They were thus able to undertake the duties of parish priest and other work in the community. At the same time they were strongly influenced by the ideals of the Cistercians, whose abbeys had to be built in remote places and for whom manual labour, particularly in agriculture, was a basic requirement. In both of these respects the priory at Woodspring was highly suitable, as it still is today when opportunities for contemplation and the purposeful activity of the farm are happily combined in one place.
The founder of the new priory was one William de Courtenay who gave to it his manors of Woodspring, Worle and Locking to provide it with an income. It was not unusual for medieval landowners to do this, but in William's case a major impulse behind so generous an act must have been that of penitence: his grandfather, from whom he had inherited Woodspring, was Reginald Fitz-Urse one of the assassins of St Thomas Becket. He must have felt a sense of continuing guilt from which his family had to be purged. St Thomas was accordingly chosen as a patron saint of the priory and his martyrdom is depicted on its seal.
Woodspring was not large or wealthy; its buildings were never grand and the community probably had fewer than ten members at any one time. But towards the end of its existence an unknown source of income enabled it to embark on a surprisingly ambitious building programme. To this last great burst of activity in the 15th and early 16th centuries we owe the church with its fine tower, the infirmary and the great barn, and a fragment of the prior's lodging. Work on these was carried on right up till the eve of the priory's suppression by Henry VIII in 1536 - an indication of how little anyone really suspected that he would go through with this immensely destructive policy.

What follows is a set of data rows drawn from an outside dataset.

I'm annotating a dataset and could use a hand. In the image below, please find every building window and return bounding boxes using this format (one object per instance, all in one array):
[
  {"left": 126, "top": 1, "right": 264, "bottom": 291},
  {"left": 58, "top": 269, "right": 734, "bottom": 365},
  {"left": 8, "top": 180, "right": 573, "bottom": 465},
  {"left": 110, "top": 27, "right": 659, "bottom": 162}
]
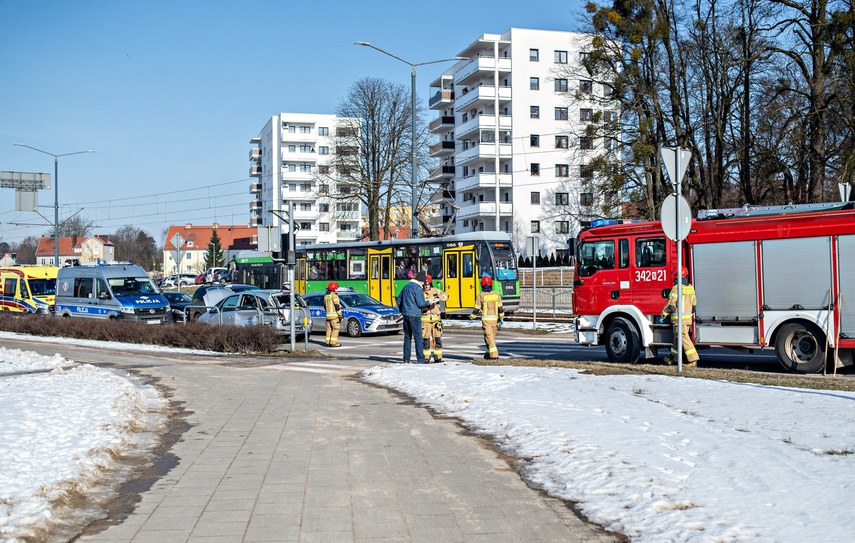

Today Woodspring is perhaps most remarkable for the way in which it was converted after the Dissolution. No qualms were felt about any need to limit the new work to the more secular of the monastic buildings: the confident new Tudor owners put their house right inside the church itself, drawing back only at occupying the chancel, which they pulled down. Chimneys sprouted through the nave roof, and floors were inserted into the north aisle and the crossing beneath the tower. The large windows were prosaically and expertly blocked and smaller mullioned windows inserted in their place.
The Priory continued life as a farmhouse. From time to time over the following centuries it was smartened up, with a new wing built in place of the prior's lodging in 1701, for example, or the creation of a new parlour on the ground floor of the nave in about 1800; and a garden was formed in the outer court in the mid-19th century, which involved moving the 14th-century gatehouse. But none of this work was excessive; the original priory was not engulfed by a great mansion, and although those buildings which could not be put to a useful farming or household purpose were gradually plundered for building stone, enough remains for us to imagine the whole of it without great difficulty.
The Priory’s great Tithe barn also survives (still in farming use and today owned by the National Trust), as does its magnificent Infirmary whose roof is a triumph of the late medieval carpenters’ craft.